OPEN Foundation

Anxiety disorders / PTSD

Psychedelics not linked to mental health problems or suicidal behavior: A population study

Abstract

A recent large population study of 130,000 adults in the United States failed to find evidence for a link between psychedelic use (lysergic acid diethylamide, psilocybin or mescaline) and mental health problems. Using a new data set consisting of 135,095 randomly selected United States adults, including 19,299 psychedelic users, we examine the associations between psychedelic use and mental health.
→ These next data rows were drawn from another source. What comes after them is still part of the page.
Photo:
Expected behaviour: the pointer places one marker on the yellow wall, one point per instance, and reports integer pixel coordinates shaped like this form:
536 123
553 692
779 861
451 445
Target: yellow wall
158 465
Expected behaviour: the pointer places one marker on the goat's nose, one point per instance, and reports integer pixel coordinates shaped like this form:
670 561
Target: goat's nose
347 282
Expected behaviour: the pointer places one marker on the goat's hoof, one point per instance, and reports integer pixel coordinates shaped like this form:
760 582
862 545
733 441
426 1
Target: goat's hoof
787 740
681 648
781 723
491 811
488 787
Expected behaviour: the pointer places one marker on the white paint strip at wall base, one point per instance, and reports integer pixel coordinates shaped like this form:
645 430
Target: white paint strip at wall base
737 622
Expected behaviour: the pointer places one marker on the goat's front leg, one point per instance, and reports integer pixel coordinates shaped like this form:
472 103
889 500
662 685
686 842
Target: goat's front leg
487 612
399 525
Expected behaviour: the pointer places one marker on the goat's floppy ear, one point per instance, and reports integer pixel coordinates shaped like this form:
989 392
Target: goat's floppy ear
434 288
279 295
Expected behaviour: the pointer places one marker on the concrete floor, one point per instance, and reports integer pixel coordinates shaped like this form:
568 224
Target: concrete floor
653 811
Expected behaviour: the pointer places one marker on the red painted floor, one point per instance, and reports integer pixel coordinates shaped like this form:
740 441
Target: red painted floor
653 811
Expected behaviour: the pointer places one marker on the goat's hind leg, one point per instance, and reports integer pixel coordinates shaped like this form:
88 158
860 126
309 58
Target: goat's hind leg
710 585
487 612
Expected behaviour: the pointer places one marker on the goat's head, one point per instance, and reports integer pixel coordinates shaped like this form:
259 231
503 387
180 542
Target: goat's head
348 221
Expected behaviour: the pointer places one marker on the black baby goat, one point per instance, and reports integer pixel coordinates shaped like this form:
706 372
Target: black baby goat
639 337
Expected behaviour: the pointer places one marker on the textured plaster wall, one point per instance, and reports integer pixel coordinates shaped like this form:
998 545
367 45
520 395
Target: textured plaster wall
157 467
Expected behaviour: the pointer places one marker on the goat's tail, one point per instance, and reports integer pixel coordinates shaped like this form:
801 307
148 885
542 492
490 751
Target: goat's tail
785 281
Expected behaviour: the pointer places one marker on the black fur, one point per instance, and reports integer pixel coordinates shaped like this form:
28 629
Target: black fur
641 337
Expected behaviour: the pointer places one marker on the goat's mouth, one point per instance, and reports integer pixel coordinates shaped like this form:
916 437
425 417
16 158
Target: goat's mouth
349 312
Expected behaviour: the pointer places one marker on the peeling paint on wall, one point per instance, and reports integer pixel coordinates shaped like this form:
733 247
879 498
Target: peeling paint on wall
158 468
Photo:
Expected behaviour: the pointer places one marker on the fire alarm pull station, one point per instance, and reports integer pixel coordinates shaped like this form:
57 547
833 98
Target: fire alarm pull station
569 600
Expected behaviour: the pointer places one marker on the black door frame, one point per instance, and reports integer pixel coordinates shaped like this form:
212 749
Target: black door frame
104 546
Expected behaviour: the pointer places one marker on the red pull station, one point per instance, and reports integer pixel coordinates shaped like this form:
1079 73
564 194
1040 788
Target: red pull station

After adjusting for sociodemographics, other drug use and childhood depression, we found no significant associations between lifetime use of psychedelics and increased likelihood of past year serious psychological distress, mental health treatment, suicidal thoughts, suicidal plans and suicide attempt, depression and anxiety. We failed to find evidence that psychedelic use is an independent risk factor for mental health problems. Psychedelics are not known to harm the brain or other body organs or to cause addiction or compulsive use; serious adverse events involving psychedelics are extremely rare. Overall, it is difficult to see how prohibition of psychedelics can be justified as a public health measure.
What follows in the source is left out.